Le haut-commissaire à la réforme des retraites Jean-Paul Delevoye dévoile jeudi 18 juillet ses préconisations pour le futur "système universel" promis par Emmanuel Macron. Lors de sa campagne, candidat Macron avait fait la promotion du modèle suédois. Un système plus simple, mais pas nécessairement plus juste.

Que vaut le système de retraite adopté par les Suédois ?
Que vaut le système de retraite adopté par les Suédois ? © AFP / Joël Saget

Quarante-deux régimes de retraites différents en France contre... un seul en Suède. Il y a 20 ans, confronté au vieillissement de sa population et à un financement devenu intenable, le pays scandinave a profondément modifié son système de retraite, en optant pour un système à points, obligatoire, universel, et qui compte trois étages.

  • D’abord, la pension publique, perçue par tous les assurés. Chacun dispose d’un compte individuel où il accumule des droits en cotisant. Le montant touché au moment de la retraite dépendra des points accumulés, mais aussi de l'âge de départ, de l’espérance de vie moyenne et de la conjoncture économique.
  • Une retraite supplémentaire d’entreprise : dans la pratique elle est quasi-systématique. 90% des salariés suédois sont couverts. 
  • Une retraite par capitalisation, via l'abondement d'un des 800 fonds de pension homologués par l’État. 

Chacun peut, en temps réel, consulter sur son ordinateur le nombre de points dont il dispose et le montant correspondant.

Les carrières morcelées pénalisées

Un système idéal ? Pas vraiment.
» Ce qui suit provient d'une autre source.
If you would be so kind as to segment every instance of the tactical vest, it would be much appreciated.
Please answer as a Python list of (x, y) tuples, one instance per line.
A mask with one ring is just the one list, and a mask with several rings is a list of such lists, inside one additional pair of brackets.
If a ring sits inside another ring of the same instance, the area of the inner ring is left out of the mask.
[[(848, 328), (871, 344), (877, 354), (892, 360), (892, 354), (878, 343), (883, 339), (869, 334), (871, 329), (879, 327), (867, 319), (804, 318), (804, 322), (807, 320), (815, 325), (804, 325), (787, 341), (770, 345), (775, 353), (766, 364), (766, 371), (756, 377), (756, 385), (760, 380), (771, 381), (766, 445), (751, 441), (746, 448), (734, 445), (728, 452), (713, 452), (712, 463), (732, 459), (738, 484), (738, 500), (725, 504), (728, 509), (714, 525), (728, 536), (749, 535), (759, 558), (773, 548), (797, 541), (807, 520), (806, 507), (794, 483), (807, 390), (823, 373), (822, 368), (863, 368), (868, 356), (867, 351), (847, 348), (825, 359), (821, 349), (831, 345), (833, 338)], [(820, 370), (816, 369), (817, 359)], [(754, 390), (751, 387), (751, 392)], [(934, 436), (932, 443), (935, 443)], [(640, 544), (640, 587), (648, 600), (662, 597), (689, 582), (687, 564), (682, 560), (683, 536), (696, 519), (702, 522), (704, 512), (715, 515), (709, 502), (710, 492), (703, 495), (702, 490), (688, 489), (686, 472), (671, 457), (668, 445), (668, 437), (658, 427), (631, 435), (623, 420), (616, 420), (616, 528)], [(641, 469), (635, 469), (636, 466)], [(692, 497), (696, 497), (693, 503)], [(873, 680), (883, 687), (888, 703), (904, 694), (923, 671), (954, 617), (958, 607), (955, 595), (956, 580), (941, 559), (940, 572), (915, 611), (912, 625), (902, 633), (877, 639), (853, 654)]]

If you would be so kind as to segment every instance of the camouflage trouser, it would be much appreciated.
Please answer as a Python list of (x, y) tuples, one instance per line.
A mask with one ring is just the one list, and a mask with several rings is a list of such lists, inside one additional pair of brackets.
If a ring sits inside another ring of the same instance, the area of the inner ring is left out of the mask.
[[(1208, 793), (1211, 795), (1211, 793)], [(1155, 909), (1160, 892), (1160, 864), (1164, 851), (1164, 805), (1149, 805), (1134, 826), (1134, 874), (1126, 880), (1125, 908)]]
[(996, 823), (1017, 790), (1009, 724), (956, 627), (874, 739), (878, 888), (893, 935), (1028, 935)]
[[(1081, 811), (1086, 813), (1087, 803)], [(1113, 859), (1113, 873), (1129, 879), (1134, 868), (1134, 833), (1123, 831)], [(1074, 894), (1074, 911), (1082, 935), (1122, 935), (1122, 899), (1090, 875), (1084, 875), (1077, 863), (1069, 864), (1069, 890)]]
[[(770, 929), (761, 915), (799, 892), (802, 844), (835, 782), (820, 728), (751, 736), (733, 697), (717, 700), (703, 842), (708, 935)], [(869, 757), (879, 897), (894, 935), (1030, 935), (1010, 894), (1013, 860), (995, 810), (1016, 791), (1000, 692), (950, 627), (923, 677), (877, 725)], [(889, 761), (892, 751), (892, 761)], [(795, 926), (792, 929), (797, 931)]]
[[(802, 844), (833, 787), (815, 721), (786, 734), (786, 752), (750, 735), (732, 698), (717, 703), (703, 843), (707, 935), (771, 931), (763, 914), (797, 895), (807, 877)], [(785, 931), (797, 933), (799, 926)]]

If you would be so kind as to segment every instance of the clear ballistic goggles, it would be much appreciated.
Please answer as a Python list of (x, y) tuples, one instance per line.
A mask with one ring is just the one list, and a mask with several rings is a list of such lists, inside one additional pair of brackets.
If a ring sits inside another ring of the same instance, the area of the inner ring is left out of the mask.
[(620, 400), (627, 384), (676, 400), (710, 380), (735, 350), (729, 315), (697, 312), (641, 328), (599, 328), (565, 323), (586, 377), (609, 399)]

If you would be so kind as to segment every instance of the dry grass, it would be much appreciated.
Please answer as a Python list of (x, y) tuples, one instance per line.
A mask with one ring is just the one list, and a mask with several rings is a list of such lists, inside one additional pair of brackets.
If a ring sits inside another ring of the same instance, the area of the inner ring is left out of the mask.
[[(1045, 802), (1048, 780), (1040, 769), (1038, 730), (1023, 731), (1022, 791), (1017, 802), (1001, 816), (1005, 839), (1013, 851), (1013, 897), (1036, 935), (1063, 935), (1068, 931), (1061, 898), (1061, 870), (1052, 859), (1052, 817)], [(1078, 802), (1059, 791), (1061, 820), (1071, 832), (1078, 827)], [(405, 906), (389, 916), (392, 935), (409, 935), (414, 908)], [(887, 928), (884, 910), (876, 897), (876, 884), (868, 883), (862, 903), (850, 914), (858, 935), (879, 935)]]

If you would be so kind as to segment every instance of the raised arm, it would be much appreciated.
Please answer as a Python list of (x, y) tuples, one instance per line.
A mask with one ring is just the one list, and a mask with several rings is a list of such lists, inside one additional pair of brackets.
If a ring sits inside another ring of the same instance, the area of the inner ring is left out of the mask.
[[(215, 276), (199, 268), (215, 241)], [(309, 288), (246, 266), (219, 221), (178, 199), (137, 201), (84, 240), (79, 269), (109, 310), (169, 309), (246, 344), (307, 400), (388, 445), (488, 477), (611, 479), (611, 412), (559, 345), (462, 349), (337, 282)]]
D'abord, il est de nouveau au bord du déficit, d'où une seconde réforme, adoptée en 2017, qui a reculé l'âge légal de départ en retraite, de 61 à 64 ans d’ici 2026. Surtout, le montant des pensions a globalement baissé : 53% du salaire de fin de carrière aujourd'hui, contre 60% en 2000.

Enfin ce système a, lui, aussi, sa part d'injustice : l'espérance de vie – qui détermine en partie le montant des pensions - n'augmente pas pour tout le monde. Les "cols blancs" sont donc favorisés. Par ailleurs, toute la carrière compte désormais dans le calcul des retraites, et non plus seulement les quinze dernières années d'activité, ce qui pénalise les carrières morcelées, et notamment celle des femmes.